Is This Bill a Hill to Die On? (We’ve Got to Do Something About Guns)

Is This Bill a Hill to Die On? (We’ve Got to Do Something About Guns) June 23, 2016

Like so many Americans, I’ve been amazed and disgusted at the unwillingness of our elected officials to deal effectively with the problem of gun violence.

The NRA has a clear stranglehold on the Republican-controlled Congress.

And so, like many Americans, I’ve been inspired and encouraged at the images of the sit-in by fed-up members, demanding a vote on a new proposed bill, the so-called “No Fly, No Buy” regulation.

If passed, this would prevent people who’ve been placed on the government’s “No Fly” list (i.e. suspected terrorists, presumably) from purchasing guns, so long as they remain on that watch-list.
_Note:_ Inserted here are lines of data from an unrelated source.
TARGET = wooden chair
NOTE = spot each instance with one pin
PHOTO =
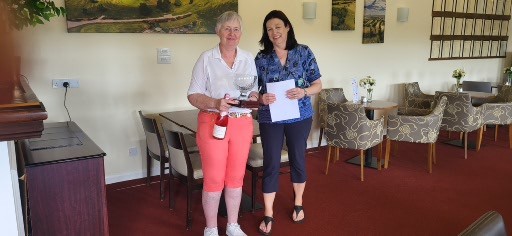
(154, 150)
(416, 129)
(185, 166)
(348, 127)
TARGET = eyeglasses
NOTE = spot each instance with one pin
(232, 30)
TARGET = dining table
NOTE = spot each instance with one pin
(370, 108)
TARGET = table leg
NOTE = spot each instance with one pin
(369, 161)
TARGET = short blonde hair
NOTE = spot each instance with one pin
(228, 17)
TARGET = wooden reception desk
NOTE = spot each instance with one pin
(65, 182)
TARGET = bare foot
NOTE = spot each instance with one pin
(298, 214)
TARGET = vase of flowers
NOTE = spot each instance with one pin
(458, 74)
(508, 71)
(368, 83)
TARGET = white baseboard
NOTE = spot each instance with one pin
(130, 176)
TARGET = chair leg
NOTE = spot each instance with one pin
(465, 145)
(496, 133)
(253, 187)
(510, 135)
(148, 168)
(320, 137)
(386, 158)
(189, 205)
(171, 194)
(479, 138)
(327, 160)
(362, 165)
(162, 187)
(379, 157)
(429, 158)
(434, 159)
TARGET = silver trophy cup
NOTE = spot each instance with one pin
(245, 83)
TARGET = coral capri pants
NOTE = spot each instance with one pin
(223, 161)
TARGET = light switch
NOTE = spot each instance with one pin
(163, 56)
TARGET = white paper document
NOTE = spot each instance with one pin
(283, 108)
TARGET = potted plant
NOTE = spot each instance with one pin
(31, 12)
(368, 83)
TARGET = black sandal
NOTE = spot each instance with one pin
(297, 210)
(267, 220)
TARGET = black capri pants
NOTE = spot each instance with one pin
(272, 137)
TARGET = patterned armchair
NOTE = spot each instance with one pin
(414, 100)
(416, 129)
(461, 116)
(334, 95)
(348, 127)
(498, 111)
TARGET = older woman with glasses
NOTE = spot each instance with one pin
(223, 160)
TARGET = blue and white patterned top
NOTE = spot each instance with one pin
(300, 66)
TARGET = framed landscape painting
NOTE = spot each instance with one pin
(343, 14)
(146, 16)
(374, 21)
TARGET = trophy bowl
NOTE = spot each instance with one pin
(245, 83)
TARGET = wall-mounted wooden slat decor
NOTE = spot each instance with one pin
(469, 29)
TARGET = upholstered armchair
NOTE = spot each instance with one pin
(461, 116)
(348, 127)
(415, 100)
(416, 129)
(498, 111)
(334, 95)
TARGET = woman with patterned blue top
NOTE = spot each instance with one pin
(282, 58)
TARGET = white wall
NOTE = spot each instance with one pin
(118, 72)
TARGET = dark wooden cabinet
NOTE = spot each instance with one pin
(65, 182)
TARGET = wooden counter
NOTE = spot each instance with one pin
(21, 113)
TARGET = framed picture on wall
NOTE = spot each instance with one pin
(374, 21)
(343, 15)
(146, 16)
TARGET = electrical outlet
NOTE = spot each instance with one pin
(59, 83)
(164, 60)
(133, 152)
(163, 55)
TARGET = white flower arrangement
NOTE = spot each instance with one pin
(458, 74)
(367, 83)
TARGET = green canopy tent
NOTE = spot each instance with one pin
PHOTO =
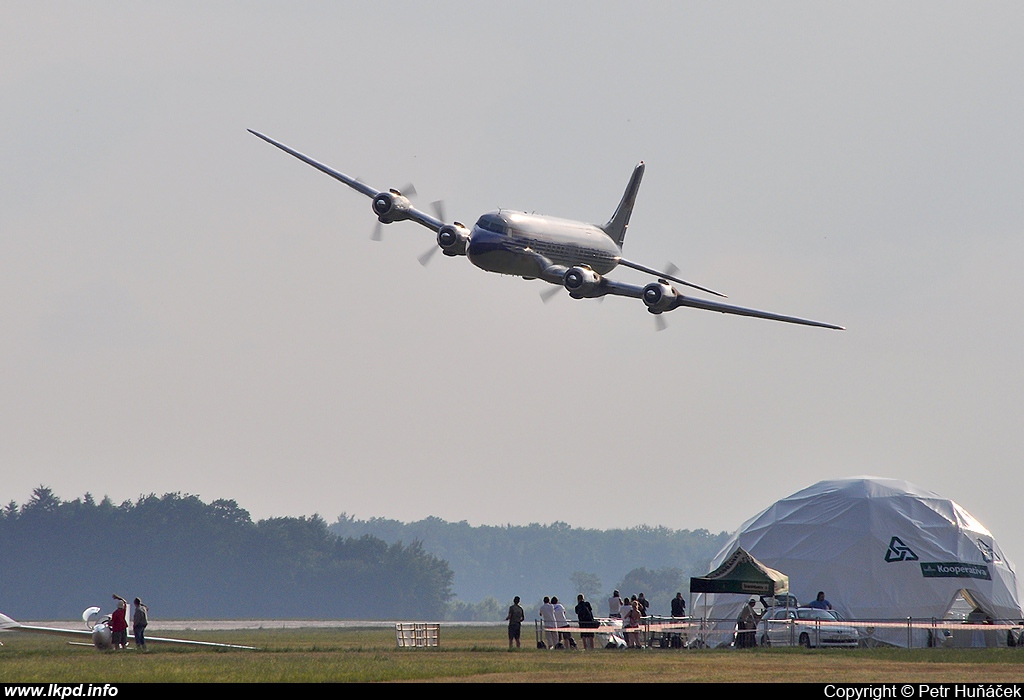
(739, 573)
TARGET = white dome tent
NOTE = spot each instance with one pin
(881, 550)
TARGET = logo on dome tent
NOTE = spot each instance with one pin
(987, 553)
(899, 552)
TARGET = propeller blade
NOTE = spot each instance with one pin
(549, 294)
(428, 256)
(438, 208)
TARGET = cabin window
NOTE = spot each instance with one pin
(493, 223)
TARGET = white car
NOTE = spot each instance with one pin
(808, 627)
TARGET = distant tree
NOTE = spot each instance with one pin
(189, 559)
(658, 586)
(587, 583)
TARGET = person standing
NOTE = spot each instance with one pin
(548, 622)
(565, 640)
(585, 613)
(139, 622)
(747, 625)
(614, 605)
(515, 618)
(678, 606)
(820, 603)
(631, 625)
(119, 624)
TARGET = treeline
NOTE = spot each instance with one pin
(188, 559)
(534, 561)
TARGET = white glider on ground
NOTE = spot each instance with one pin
(99, 632)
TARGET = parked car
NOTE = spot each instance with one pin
(808, 627)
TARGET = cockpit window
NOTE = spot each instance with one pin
(493, 223)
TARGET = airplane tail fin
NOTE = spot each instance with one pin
(615, 228)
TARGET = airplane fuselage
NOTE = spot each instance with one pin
(523, 245)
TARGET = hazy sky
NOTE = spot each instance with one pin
(186, 308)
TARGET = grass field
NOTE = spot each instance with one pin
(480, 654)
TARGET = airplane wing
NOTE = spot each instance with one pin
(740, 311)
(660, 297)
(6, 623)
(389, 206)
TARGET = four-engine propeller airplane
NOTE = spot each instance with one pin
(569, 254)
(99, 632)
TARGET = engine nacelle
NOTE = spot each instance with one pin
(391, 206)
(583, 282)
(659, 297)
(453, 238)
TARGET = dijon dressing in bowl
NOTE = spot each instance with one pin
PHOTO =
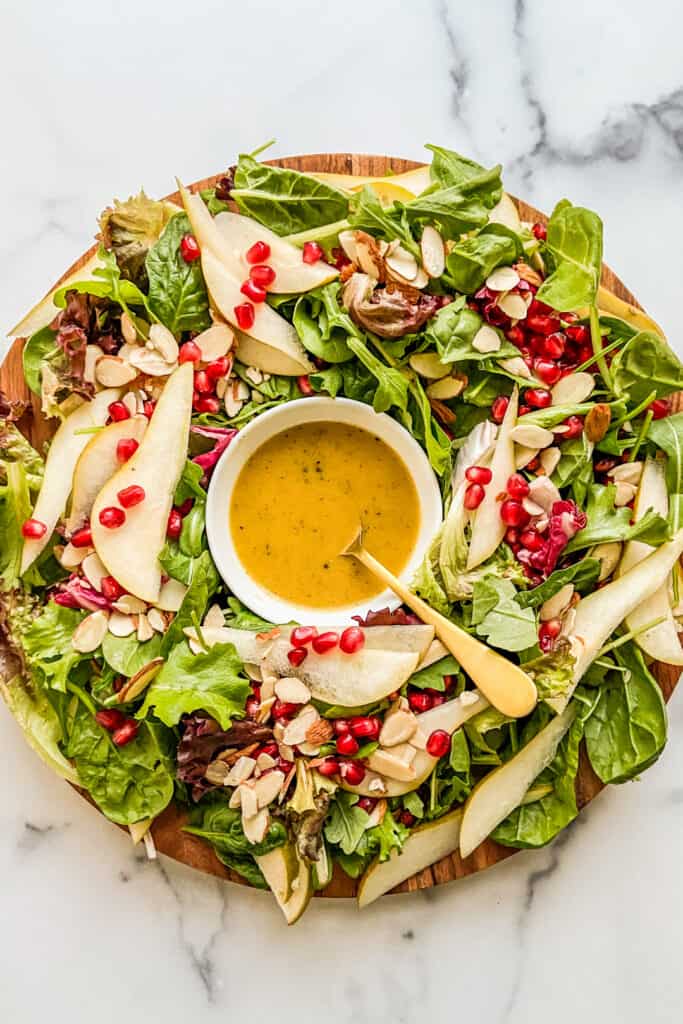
(290, 493)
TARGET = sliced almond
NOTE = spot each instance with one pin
(486, 339)
(90, 632)
(120, 625)
(432, 251)
(503, 279)
(292, 690)
(530, 435)
(140, 680)
(214, 342)
(572, 389)
(112, 371)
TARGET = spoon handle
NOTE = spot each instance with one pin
(504, 684)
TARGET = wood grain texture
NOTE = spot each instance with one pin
(168, 836)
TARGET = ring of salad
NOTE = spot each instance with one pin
(544, 404)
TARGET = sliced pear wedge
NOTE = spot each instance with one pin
(96, 464)
(292, 274)
(131, 552)
(502, 790)
(662, 641)
(67, 445)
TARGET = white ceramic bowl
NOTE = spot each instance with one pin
(311, 410)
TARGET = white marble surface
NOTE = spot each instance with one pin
(577, 99)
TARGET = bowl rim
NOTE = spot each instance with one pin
(250, 438)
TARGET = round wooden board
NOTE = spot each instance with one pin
(168, 836)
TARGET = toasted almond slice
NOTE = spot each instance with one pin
(90, 632)
(292, 690)
(503, 279)
(432, 251)
(513, 306)
(140, 680)
(530, 435)
(112, 371)
(120, 625)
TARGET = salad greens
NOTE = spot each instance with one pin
(430, 302)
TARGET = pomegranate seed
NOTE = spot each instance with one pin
(245, 315)
(304, 385)
(110, 718)
(531, 540)
(325, 642)
(351, 640)
(659, 409)
(253, 291)
(352, 772)
(262, 275)
(189, 352)
(478, 474)
(33, 529)
(126, 732)
(218, 368)
(328, 767)
(438, 743)
(365, 727)
(129, 497)
(499, 408)
(174, 524)
(517, 487)
(311, 252)
(347, 744)
(575, 425)
(297, 655)
(538, 397)
(513, 513)
(112, 517)
(118, 412)
(258, 253)
(189, 249)
(473, 497)
(126, 448)
(208, 403)
(111, 588)
(419, 700)
(82, 538)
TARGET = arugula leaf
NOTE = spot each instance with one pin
(628, 729)
(177, 293)
(285, 201)
(470, 262)
(573, 248)
(211, 682)
(129, 782)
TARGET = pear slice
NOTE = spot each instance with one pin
(425, 846)
(501, 791)
(662, 641)
(67, 445)
(450, 717)
(131, 552)
(488, 528)
(96, 463)
(292, 274)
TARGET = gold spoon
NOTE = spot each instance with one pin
(504, 684)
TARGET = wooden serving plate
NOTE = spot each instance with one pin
(168, 836)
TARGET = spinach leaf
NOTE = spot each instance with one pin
(573, 248)
(628, 729)
(470, 262)
(286, 201)
(177, 293)
(129, 782)
(211, 682)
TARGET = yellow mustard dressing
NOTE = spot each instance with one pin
(298, 502)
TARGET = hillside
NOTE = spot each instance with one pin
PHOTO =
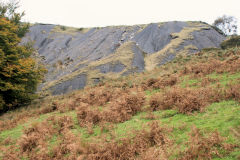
(76, 57)
(186, 109)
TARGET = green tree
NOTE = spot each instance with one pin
(227, 24)
(19, 72)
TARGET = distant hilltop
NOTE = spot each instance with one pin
(76, 57)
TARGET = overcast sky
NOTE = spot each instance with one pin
(93, 13)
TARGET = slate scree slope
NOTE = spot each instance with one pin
(76, 57)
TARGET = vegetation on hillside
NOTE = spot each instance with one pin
(187, 109)
(19, 72)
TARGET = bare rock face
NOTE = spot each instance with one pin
(78, 57)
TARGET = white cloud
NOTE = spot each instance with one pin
(86, 13)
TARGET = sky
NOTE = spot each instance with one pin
(99, 13)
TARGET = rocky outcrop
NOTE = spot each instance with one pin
(78, 57)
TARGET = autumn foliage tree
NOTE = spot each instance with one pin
(19, 71)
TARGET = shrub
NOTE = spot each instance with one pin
(201, 147)
(19, 72)
(234, 41)
(185, 100)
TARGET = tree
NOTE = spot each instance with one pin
(8, 10)
(227, 24)
(19, 72)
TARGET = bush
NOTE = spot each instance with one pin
(234, 41)
(19, 72)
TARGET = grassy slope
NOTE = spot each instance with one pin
(223, 116)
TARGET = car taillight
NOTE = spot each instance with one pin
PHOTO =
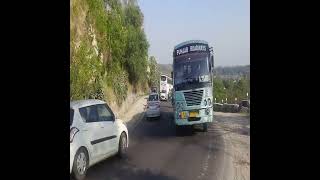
(73, 132)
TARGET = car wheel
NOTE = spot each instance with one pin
(80, 164)
(122, 145)
(205, 127)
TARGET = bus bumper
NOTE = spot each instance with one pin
(187, 121)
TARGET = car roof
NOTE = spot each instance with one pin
(83, 103)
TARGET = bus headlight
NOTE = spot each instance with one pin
(207, 111)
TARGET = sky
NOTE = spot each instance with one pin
(224, 24)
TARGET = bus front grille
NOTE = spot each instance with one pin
(193, 97)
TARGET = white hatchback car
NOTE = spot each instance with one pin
(153, 106)
(95, 134)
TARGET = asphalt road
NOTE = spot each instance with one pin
(155, 152)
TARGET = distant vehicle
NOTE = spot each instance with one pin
(153, 89)
(95, 134)
(165, 87)
(153, 106)
(245, 103)
(192, 78)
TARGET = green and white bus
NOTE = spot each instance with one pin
(192, 78)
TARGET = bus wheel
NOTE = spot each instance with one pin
(205, 127)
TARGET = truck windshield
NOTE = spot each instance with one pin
(189, 68)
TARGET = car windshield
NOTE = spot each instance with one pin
(71, 116)
(153, 97)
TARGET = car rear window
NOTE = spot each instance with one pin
(71, 116)
(153, 97)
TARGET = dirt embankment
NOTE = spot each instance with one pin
(130, 108)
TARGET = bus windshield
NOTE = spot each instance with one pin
(189, 68)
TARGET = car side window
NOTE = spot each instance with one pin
(89, 114)
(104, 113)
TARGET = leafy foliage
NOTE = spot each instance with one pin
(113, 50)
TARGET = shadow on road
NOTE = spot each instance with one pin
(117, 169)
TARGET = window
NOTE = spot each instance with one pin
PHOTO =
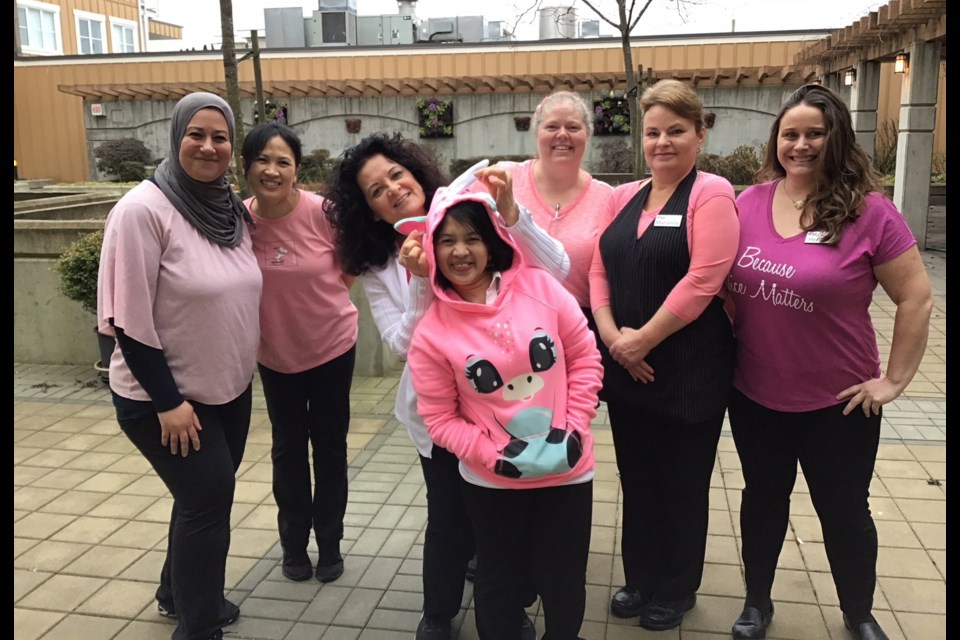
(123, 36)
(39, 28)
(90, 33)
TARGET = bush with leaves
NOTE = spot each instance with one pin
(885, 148)
(315, 167)
(113, 154)
(738, 167)
(616, 156)
(78, 267)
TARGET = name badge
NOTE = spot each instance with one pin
(667, 221)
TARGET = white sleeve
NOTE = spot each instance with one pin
(394, 317)
(537, 246)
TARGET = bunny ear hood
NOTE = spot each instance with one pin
(465, 188)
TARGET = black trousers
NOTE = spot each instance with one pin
(202, 485)
(837, 454)
(665, 473)
(448, 541)
(310, 409)
(519, 531)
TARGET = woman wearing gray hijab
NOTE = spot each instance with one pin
(179, 287)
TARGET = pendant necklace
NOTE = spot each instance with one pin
(797, 204)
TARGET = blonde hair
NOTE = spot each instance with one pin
(563, 97)
(676, 96)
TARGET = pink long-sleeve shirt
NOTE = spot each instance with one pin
(713, 233)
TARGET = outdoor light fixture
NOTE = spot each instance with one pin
(901, 64)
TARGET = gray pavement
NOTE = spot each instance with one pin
(90, 525)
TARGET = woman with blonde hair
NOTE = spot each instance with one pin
(655, 287)
(560, 195)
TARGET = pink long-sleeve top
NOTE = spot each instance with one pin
(577, 226)
(713, 234)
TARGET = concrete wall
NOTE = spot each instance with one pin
(49, 328)
(483, 123)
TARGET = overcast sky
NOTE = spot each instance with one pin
(201, 18)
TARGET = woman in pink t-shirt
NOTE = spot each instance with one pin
(308, 335)
(815, 241)
(561, 196)
(668, 354)
(179, 288)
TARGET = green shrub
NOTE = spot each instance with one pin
(112, 154)
(460, 165)
(131, 171)
(78, 267)
(739, 167)
(885, 148)
(616, 156)
(315, 168)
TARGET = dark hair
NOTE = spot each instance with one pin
(845, 175)
(260, 135)
(473, 215)
(363, 242)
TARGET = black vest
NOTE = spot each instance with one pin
(693, 368)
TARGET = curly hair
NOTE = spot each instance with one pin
(845, 174)
(363, 242)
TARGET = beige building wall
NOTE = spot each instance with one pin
(49, 135)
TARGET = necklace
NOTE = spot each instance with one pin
(797, 204)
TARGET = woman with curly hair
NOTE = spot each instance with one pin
(815, 240)
(377, 183)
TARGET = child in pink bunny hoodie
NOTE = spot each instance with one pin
(507, 374)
Makes a lot of sense, on the face of it.

Except that the “No Fly” list is seen by many as problematic–even racist–in its own right, and it does put a lot of secretive power in the hands of government to determine who is or isn’t considered a threat or as having “affiliation” with a terrorist group.

Alex Pareene makes this argument (somewhat) effectively in a recent piece for the Gawker. He notes that,

The no-fly list is a civil rights disaster by every conceivable standard. It is secret, it disproportionately affects Arab-Americans, it is error-prone, there is no due process or effective recourse for people placed on the list, and it constantly and relentlessly expands. As of 2014, the government had a master watchlist of 680,000 people, forty percent of whom had “no recognized terrorist group affiliation.” This is both an absurdly large number of people to arbitrarily target in gun control legislation, and far, far too few to have any meaningful effect on actual gun ownership, let alone gun violence.

He rightly points out that a bill which effectively targets Muslims as a group would have actually little impact on our national homicide rate. And goes on to lament that basically any one of the previously rejected bills would have been a better “bill to die on” than this one, one that is mired in secrecy and given to prejudice and profiling.

(In a correction of the first edition of his essay, he notes that the protesting legislators are also currently demanding a hearing on expanding background checks, which goes beyond the “No Fly, No Buy” strategy).

Pareene makes good points about the problems with tying gun legislation to the terrorist watch list, but the less-than-optimal approach here probably just reflects the desperation of the situation; a situation in which so many legislators apparently can’t see their way toward solving a problem that needs to be solved, and one that’s made all the more frustrating by the sense that surely something–anything–can be done here?